And I still feel the same way. In spite of all the sadness I see and feel, and the strange decisions people take (me included, sometimes) and the murderous TV series which - what? should inspire us? - I still LOVE LIFE. And yes, I am compassionate, but not to be "helpful" or "lending a hand" but because I want to spread my own joy.
Just look out at the wind in the trees and the clouds (I know you have an eye for them) flying, isn`t the world just BEAUTIFUL?

Reya Mellicker said...

Angela you are always such an inspiration to me. Your life force is brilliant!

Lizzy Frizzfrock said...

I read your Tuesday's post before this one and like your idea of just opening DL's book to a spot rather than reading from cover to cover. Many times we just happen upon 'enlightenment' or have an 'epiphany'; we just have to be still enough/receptive enough to accept it.
I truly believe "happiness is a practice". One must find happiness from within and not look to others to make it happen. Not always, but many times we can choose our prolonged feelings if not our immediate ones.

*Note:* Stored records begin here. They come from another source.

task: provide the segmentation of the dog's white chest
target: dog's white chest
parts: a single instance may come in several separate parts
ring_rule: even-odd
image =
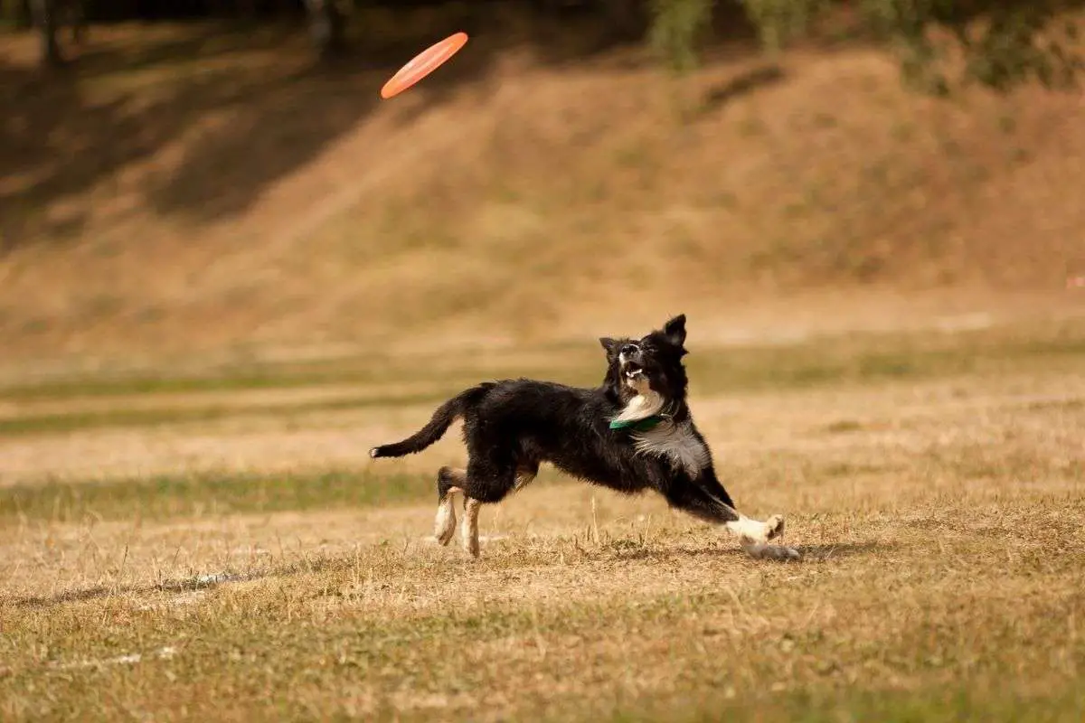
[[[709,466],[709,449],[693,435],[688,422],[667,421],[647,431],[634,432],[633,443],[638,452],[667,457],[692,477]]]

I suppose both TJ and DL are right. We may need to pursue our understanding of happiness and then practice it. It is making choices of practicing happiness over sullenness, letting go of guilt and anger, choosing serenity over chaos. Oh well, I'm no sage.

Kerry said...

That word "pursuit" is a tricky one. It suggests that happiness is elusive, or perhaps something to be hunted down, like an escaped pet or a hunted rabbit. And all the time it is a condition found within oneself, one that you decide to embrace, or not embrace.

My husband once met the Dalai Lama, and indeed he seemed to be happy. Unassuming and happy, nice.